Şiir gibi bir his, mayhoş bir sefa, seninle nazlaşmak yastık kavgası tadında. Gökgürültüsü azametinde, hem boyun büküşte, duruştasın. Yalnızlıkta, mum ışığında, sayfaların hışırtısında. Açık havada, yoldasın. Tarlaların yüzüşünde, endamlı süzülüşte, saçakların altında. Cumbaların camında, kasedeki ezogelin çorbasındasın. Kadife dokusunda, Haliç'in sularında, balık sesinde. Manavın meyvaları dizişinde, solucanın büklümünde, karganın ağzındasın. Delice, cahilce, meydan okurcasına. Zig zaglar çizerek, kah ayağını sürerek. Telefonun ucunda, direklerin tepesindesin. Başüstüne, ne varsa elimde avucumda.. İçimdesin. Hey, dur, nefes alış verişlerini düzenle. Uydur ritmini, bak; kedinin koşuşunda. Eksik kelimelerde, kırık cümlelerde, seninle. Gülme, ağlama, kendini bu kadar ciddiye alma! Ne yaparsan yap, bugün o his benimle! Koca bir Ah! Ve…
Neyse ki o hissi edinmenin, o hissi muhafaza etmenin yollarını öğretir hayat okulu, o hisse teslim olanların dizinin dibinden akar 'ab-ı hayat' çeşmesi. Herbirimizin içinde mevcuttur o kaynak, kiminden damlar, kimi akar ip gibi, kimi gürülder, kimininki ise tıkalı, dünyası taşıma su ile güç bela yaşar.. Bencil kibir, akışı engelleyen kıskanç tıkaç. Bununla mücadele etmek başlıbaşına ibadet. İbadet ise niyetle başlar. İçimizdeki kaynak bizi ana kaynağa bağlar ve bu yol işlek tutulmazsa, kaynağımız bir süre sonra kurumaya yüz tutar. Başka deyişle; maddenin kökü maneviyatta. Ruhunu beslemeyenin cismi de sağlıksız olur. Biz o hissi edinmek üzere yaratıldık ve zaten yağmur gibi yağmakta, havadaki nem gibi görünmeden bizi kuşatmakta. Bununla birlikte bize düşen, yağdığında minnetle almayı, kuraklıkta sükunla sabretmeyi bilmek. Daha da ötesi köklerimizi derinlere, yeraltı sularına eriştirmek, aldığımızı ise cömertçe işleyerek çiçeğe, meyvaya, şifaya, en nihayetinde tekrardan o hisse dönüştürmek…

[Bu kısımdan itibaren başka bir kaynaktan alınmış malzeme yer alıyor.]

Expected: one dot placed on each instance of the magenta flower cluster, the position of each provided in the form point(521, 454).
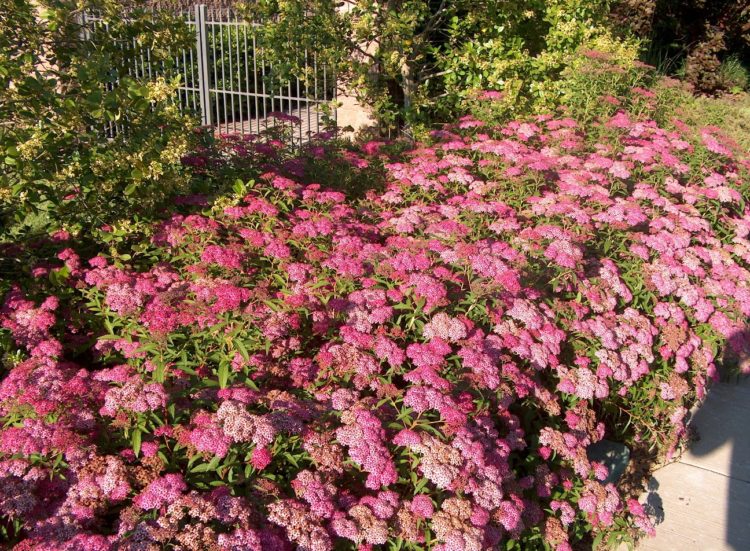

O kaynağı var'edene, o hissi verene, niyetimizi uyandırana, hayata, var'oluşa, parçası olduğumuz o muazzam ötesi bilince yönelmek, O'ndaki kendinle bağ kurmak, şükretmek, kıymet-bilir olmak, inanıyorum bizi 'ben' odaklı olmaktan kurtaracak. Engeller kalkacak. O his zamanla bizi sarmaşık gibi saracak, nihayetinde ondan başkacası kalmayacaktır.. Ne mutlu, o gün yeniden ve gerçekten ebediyete doğumumuz gerçekleşecek!
Kim bilir? Belki yarın, belki hemen; o his size de değecek… Yakalayın!